[Feature] Add Layer-wise NVTX Support (#29990)

Signed-off-by: Max Hu <hyoung2991@gmail.com> Signed-off-by: Max Hu <maxhu@nvidia.com> Co-authored-by: Max Hu <maxhu@nvidia.com>
2025-12-05 06:20:07 -05:00
parent 3628bcaaf2
commit c2894d3883
5 changed files with 375 additions and 3 deletions
--- a/vllm/compilation/wrapper.py
+++ b/vllm/compilation/wrapper.py
@@ -14,6 +14,7 @@ import torch._C._dynamo.guards
 import vllm.envs as envs
 from vllm.config import CompilationMode, CUDAGraphMode, get_current_vllm_config
 from vllm.logger import init_logger
+from vllm.utils.nvtx_pytorch_hooks import layerwise_nvtx_marker_context

 logger = init_logger(__name__)

@@ -92,12 +93,29 @@ class TorchCompileWithNoGuardsWrapper:

        return self.forward(*args, **kwargs)

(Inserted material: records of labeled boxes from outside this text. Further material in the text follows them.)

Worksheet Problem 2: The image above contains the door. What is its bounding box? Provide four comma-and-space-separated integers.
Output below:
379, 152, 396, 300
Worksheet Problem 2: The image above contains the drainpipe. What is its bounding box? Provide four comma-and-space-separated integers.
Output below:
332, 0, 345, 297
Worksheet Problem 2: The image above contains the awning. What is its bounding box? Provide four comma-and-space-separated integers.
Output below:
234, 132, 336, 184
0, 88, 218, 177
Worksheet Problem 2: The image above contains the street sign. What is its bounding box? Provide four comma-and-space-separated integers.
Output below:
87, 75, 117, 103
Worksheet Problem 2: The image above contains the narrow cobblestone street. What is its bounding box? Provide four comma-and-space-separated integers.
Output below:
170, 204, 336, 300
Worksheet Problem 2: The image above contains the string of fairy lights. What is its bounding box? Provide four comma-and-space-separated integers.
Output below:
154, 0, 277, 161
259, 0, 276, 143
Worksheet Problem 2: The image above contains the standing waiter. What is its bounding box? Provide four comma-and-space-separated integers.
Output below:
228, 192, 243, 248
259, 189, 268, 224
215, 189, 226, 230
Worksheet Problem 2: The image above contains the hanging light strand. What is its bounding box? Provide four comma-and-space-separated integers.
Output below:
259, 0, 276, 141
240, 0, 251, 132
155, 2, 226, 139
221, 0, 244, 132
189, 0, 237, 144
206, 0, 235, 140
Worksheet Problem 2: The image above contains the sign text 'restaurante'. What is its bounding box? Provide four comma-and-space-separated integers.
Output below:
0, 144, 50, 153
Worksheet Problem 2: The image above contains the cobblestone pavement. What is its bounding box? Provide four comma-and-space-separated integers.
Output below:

+    def _call_with_optional_nvtx_range(self, callable_fn, *args, **kwargs):
+        if self.layerwise_nvtx_tracing_enabled:
+            args_list = list(args)
+            kwargs_dict = dict(kwargs)
+            with layerwise_nvtx_marker_context(
+                "Torch Compiled Module (input):{}".format(self.__class__.__name__),
+                self,
+                in_tensor=args_list,
+                kwargs=kwargs_dict,
+            ) as ctx:
+                ctx.result = callable_fn(*args, **kwargs)
+            return ctx.result
+        return callable_fn(*args, **kwargs)
+
    def __init__(self):
        self.compiled = False

        vllm_config = get_current_vllm_config()
        self.vllm_config = vllm_config
        mode = vllm_config.compilation_config.mode
+        self.layerwise_nvtx_tracing_enabled = (
+            vllm_config.observability_config.enable_layerwise_nvtx_tracing
+        )
        if mode is None:
            raise RuntimeError("Compilation mode cannot be NO_COMPILATION")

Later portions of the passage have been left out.